137. Malgré l’ampleur des violences, la Stratégie de lutte contre la violence à l’égard des femmes » du MCF reste, à ce jour, un projet sans lendemain dans la mesure où la nouvelle orientation du nouveau mécanisme chargé de la question des femmes ainsi que les moyens dont sont dotés ne semblent actuellement favorables à la mise en œuvre d’un projet de cette ampleur.

Les recommandations
138. Mettre en œuvre la Stratégie nationale de lutte contre la violence à l’égard des femmes. L’Etat devrait devenir plus responsable et ne plus déléguer la lutte contre les violences aux ONG seulement. L’expérience des centres contre la violence, initiée par les ONG, devrait être généralisée et les campagnes de sensibilisation à travers la radio et la télévision, systématisées.


  • Mesurer la prévalence de la violence, réviser et innover en matière de statistiques générales sur la criminalité et disposer de données qualitatives.




  • Inciter les victimes à dénoncer les violences par la multiplication des centres d’écoute, de foyers et de cellules pour les femmes violentées sur l’ensemble du territoire national, encadrés par un personnel compétent.




  • Supprimer l’article 496 du Code pénal marocain74 qui punit de l’emprisonnement de 2 à 5 ans et d’une amende quiconque «  sciemment cache ou soustrait aux recherches une femme mariée qui se dérobe à l’autorité à laquelle elle est légalement soumise » ainsi que toutes les dispositions légales discriminatoires qui font le lit de la violence.




  • Revoir les moyens de preuves par la suppression de l’obligation de production de témoins pour établir la preuve des violences physiques dés lors que ces violences sont familiales et/ou conjugales.
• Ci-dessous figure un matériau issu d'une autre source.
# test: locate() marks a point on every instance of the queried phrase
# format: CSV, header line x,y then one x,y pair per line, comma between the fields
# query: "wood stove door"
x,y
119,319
Un certificat médical établi par les autorités médicales compétentes devrait être jugé suffisant dans ce cas particulier ;




  • Redéfinir le concept de violence dans le CP(art. 400 à 403 ) pour y inclure le viol conjugal et le harcèlement sexuel sur les lieux du travail, au sein des institutions socio-éducatives et pénitentiaires;




  • Supprimer l'article 475  du Code pénal, qui permet au ravisseur d'une mineure nubile, lorsqu'il l'épouse de ne plus être poursuivi.




  • Réviser l'article 336  alinéa 2 du CPP afin de permettre à la  femme de se constituer partie civile contre son mari, poursuivi et puni pour violences contre elle, sans   autorisation du tribunal.
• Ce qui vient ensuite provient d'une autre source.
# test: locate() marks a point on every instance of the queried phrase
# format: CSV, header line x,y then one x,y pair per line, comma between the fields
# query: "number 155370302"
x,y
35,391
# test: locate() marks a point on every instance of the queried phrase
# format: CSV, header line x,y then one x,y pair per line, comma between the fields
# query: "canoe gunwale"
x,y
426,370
- Etendre  au mari qui se trouverait dans la même situation , la poursuite prévue par l'article 491 à l'encontre de l'épouse, dont le mari est à l'étranger, entretient de notoriété publique, des relations adultères.
- Renforcer le personnel féminin dans toutes les institutions chargées de l’accueil et de l’enregistrement des plaintes des victimes,

- Former un personnel spécialisé capable de prendre en charge à la fois l’enregistrement des plaintes, l’accueil, l’écoute, l’orientation et l’assistance aux femmes victimes de violences et intégrer la violence basée sur le genre dans le cursus de formation des juges, médecins, infirmiers et policiers.
- Organiser des campagnes de sensibilisation afin de réduire les excès de violence et l'abus de stéréotypes basés sur le sexe dans les médias.
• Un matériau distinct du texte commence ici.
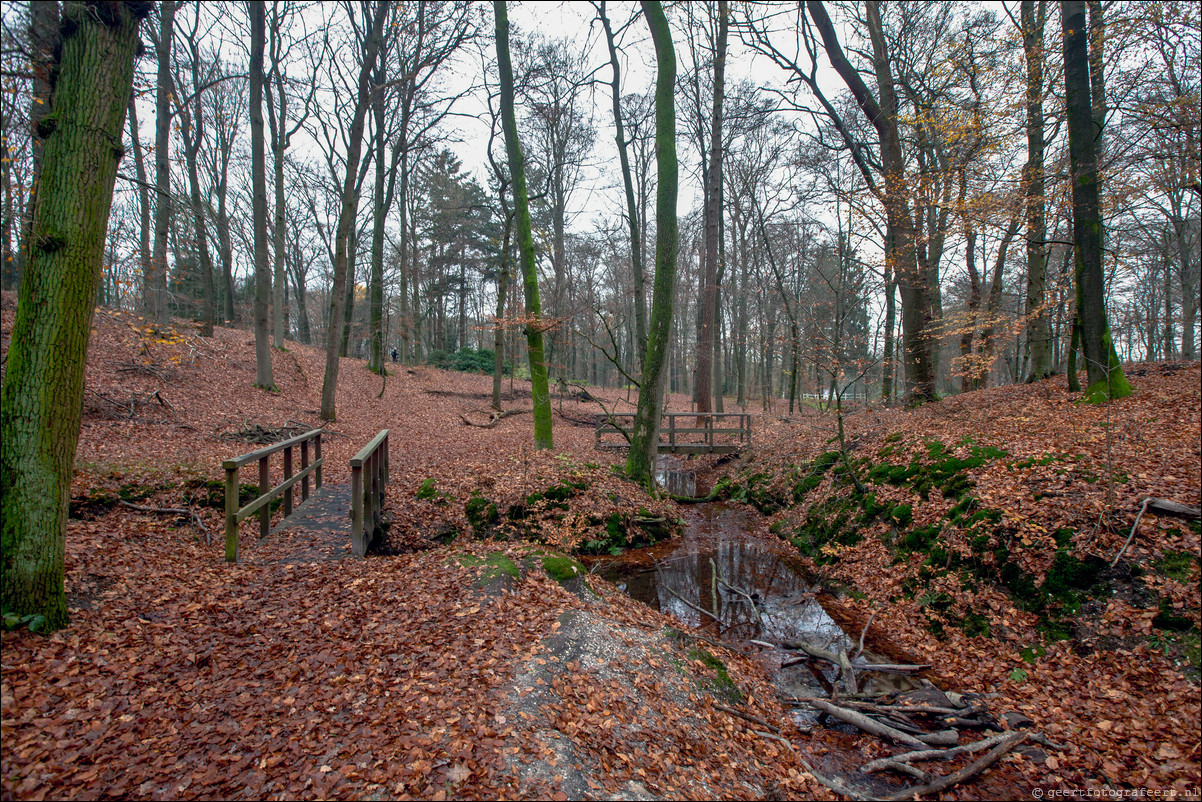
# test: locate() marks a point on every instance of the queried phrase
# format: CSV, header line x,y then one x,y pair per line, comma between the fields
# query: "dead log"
x,y
493,419
933,754
192,514
971,770
747,717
Réseaux actuels d’ONG féminines

Printemps de l’égalité 

30 associations mobilisées autour de la réforme du Code du Statut personnel
Assemblée Régionale de l’Action Féminine

Réseau régional d’associations (Nord) oeuvrant totalement ou partiellement dans le domaine de la femme
Réseau Femmes d’Amnesty international- Section marocaine

Groupe de femmes membres et sympathisantes avec Amnesty oeuvrant dans le domaine de la promotion et de la défense des droits des femmes à travers le monde.